A falta de estrutura (e cultura) para uma sociedade menos dependente de carros se reflete no cotidiano dos ciclistas. Os entrevistados relatam alguns problemas que precisam ser resolvidos para facilitar a vida de quem opta por esse tipo de transporte. Um deles é a falta de condições em muitas vias, seja por buracos, falta de ciclovias e ciclofaixas ou de consciência por parte de motoristas, motociclistas e até pedestres e outros ciclistas.

“Eu ando pela ciclovia da avenida Washington Soares e os problemas são muitos. Buracos, pessoas andando a pé e até colegas ciclistas que param no meio do caminho, atrapalhando”, relata Sidney. Já Yure se queixa da falta de estrutura em locais que poderiam dar suporte aos ciclistas, oferecendo banheiros e bicicletários de qualidade. “Muitos bicicletários ainda são do modelo antigo, que danifica os raios”, afirma.

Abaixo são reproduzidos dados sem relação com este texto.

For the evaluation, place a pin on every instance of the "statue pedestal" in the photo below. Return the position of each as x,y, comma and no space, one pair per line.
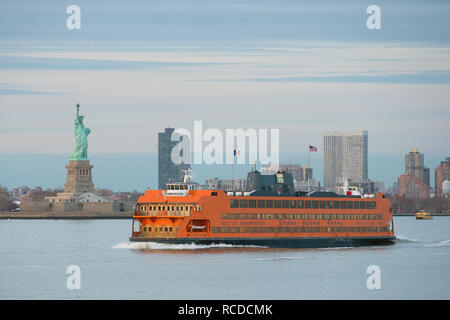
79,177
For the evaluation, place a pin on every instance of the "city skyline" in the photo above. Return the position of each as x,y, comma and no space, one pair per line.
162,70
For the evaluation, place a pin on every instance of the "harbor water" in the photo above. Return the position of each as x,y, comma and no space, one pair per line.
35,256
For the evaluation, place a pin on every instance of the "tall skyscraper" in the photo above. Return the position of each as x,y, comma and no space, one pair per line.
167,170
332,160
414,166
441,173
345,156
355,156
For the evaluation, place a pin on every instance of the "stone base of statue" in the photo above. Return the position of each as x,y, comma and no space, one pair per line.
79,177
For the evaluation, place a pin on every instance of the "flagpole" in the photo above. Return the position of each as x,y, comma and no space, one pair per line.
309,160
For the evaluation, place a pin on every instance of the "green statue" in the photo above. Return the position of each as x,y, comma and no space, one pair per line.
81,133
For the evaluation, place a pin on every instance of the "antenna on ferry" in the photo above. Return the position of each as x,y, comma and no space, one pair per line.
187,175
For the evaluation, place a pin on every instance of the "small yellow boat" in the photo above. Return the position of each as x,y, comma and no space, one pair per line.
423,215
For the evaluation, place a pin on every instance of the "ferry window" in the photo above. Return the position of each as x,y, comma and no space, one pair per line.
243,203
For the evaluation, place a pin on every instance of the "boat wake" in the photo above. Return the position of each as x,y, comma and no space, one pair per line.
439,243
167,246
401,238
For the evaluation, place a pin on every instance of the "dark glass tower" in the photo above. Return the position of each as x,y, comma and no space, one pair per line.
167,170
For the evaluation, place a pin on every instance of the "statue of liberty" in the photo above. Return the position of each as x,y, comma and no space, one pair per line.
81,133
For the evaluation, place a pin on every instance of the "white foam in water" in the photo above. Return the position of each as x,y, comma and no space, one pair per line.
405,239
439,244
168,246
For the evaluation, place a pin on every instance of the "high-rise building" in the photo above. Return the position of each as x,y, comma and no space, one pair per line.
332,160
167,170
414,166
345,156
411,186
355,156
441,173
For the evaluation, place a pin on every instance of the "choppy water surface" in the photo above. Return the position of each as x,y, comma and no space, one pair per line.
35,254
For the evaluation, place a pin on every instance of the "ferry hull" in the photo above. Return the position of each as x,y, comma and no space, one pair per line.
279,242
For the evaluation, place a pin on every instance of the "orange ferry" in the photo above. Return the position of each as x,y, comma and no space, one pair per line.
271,214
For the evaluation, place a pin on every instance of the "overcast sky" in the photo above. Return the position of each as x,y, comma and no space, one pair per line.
304,67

Dayane, por fim, se queixa da violência. “Já tive uma bicicleta roubada”, lembra. Ela relata que, por causa do incidente, resolveu comprar um modelo mais simples e buscar ajuda quando se vê tendo que andar com o veículo à noite. “Falta em Fortaleza um serviço como o Uberbike”, diz ela, referindo-se aos carros que trabalham com o aplicativo e têm suporte para bicicleta. Esse serviço já é oferecido em alguns estados brasileiros.

Rotina bem programada

Um fato interessante é que os entrevistados por Auto Blog Ceará têm um ponto em comum: são professores e/ou servidores públicos com uma rotina estável de trabalho. Isso os permite fazer uma programação do dia e, dessa forma, usar a bicicleta com tranquilidade e recorrer ao carro apenas nas exceções. É bem diferente do cotidiano de quem trabalha precisando se deslocar para vários lugares durante o dia ou lida com muitos imprevistos.

Para Sidney, no entanto, usar a bicicleta tem mais relação com a mudança de mentalidade do que com a rotina. “O fato de ser professor me ajuda, mas o tempo é uma questão de prioridade”, afirma.